Q- D'autant que, comme on l'a vu hier par un rapport des préfets, les Français n'ont pas le moral, ne croient plus en rien, c'est la "sinistrose", ils ne font pas confiance aux politiques, ils ne croient pas à la reprise de l'économie... Tout cela n'est pas très bon ? Cela ne nous étonne pas. Quand on est militant syndicaliste, que l'on discute avec les salariés, cela fait un bout de temps qu'il y a de l'inquiétude, du mécontentement. Il faut que cela s'exprime un moment donné. Et il y a un manque de perspective à moyen et long terme. Quand on regarde le pouvoir d'achat, l'emploi, l'avenir du service public, cela fait beaucoup de raisons pour qu'effectivement, il y ait une sinistrose.

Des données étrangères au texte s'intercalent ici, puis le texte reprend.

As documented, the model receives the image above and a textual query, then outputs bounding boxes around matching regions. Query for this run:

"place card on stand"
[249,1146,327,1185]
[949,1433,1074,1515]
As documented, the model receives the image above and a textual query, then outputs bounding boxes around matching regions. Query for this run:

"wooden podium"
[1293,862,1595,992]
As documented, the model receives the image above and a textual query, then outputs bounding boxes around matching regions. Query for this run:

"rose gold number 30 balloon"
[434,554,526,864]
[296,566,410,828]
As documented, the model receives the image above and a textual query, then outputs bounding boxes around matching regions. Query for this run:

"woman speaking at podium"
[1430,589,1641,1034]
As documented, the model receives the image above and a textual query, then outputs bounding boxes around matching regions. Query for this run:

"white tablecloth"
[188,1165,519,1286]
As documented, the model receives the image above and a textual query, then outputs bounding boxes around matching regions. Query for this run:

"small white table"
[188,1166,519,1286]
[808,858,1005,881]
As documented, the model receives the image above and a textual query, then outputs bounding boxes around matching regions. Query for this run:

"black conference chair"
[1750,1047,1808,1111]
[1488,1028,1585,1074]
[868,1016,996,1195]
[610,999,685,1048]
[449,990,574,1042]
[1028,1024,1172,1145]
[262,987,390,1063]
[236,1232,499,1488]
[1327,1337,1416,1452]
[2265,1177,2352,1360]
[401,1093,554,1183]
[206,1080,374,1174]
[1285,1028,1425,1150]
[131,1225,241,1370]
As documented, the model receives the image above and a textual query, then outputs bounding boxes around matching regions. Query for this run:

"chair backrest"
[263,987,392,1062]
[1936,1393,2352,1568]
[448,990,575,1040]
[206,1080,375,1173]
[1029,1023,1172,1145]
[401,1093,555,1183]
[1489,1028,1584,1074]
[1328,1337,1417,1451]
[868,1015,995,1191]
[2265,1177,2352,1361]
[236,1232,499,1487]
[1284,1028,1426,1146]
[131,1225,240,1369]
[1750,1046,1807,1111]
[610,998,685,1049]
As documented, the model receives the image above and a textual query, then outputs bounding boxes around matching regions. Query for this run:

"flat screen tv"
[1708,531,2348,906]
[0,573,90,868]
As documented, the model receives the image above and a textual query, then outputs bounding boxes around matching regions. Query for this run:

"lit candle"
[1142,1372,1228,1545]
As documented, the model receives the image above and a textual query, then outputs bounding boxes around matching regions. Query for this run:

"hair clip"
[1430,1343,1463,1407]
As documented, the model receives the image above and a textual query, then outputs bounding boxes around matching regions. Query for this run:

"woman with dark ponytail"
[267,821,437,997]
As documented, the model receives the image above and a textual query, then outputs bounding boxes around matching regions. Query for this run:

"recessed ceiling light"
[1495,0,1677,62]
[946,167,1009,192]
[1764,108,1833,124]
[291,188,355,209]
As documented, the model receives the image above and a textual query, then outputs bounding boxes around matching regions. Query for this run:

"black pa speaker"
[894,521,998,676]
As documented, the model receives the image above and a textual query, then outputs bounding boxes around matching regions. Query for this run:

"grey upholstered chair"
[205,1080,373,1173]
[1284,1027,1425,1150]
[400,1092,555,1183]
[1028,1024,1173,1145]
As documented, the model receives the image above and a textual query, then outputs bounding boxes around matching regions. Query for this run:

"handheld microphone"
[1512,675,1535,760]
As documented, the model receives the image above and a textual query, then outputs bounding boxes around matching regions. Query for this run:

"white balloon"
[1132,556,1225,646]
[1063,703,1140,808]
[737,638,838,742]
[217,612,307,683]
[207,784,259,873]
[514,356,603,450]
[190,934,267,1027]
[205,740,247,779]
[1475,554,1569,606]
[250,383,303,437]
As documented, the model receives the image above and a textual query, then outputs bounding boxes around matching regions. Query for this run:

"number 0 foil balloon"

Q- Mais est-ce que cette sinistrose touche aussi l'activité syndicale ? Après tout, si les Français doutent de tout, ils pourraient aussi douter de la contestation. Par exemple, hier, on s'est rendu compte que la grève à La Poste n'était pas extraordinairement bien suivie [...], que ce n'était pas une mobilisation maximum.
R- Non, mais cela fait quand même plusieurs dizaines de milliers de salariés postiers qui étaient en grève hier. Et aujourd'hui, le mouvement est en train de monter. Vous verrez que demain, dans la fonction publique, il y aura un mouvement de grève important, avec des manifestations. Il y a un mécontentement réel. Le syndicalisme est en train de retrouver, après la période 2003, une capacité de mobilisation. Et cela ne peut aller que crescendo dans les semaines à venir.
Q- C'est-à-dire que vous avez de nouveaux jeunes adhérents ; qui vous disent qu'ils n'ont jamais milité ni dans un parti politique ni dans un syndicat, et qui viennent vous voir ?
R- On rencontre effectivement depuis plusieurs mois des jeunes qui viennent au syndicat, qui ne croient plus aux politiques - on peut se poser le problème en terme de démocratie d'ailleurs - et qui veulent des résultats concrets et rapides dans l'action syndicale.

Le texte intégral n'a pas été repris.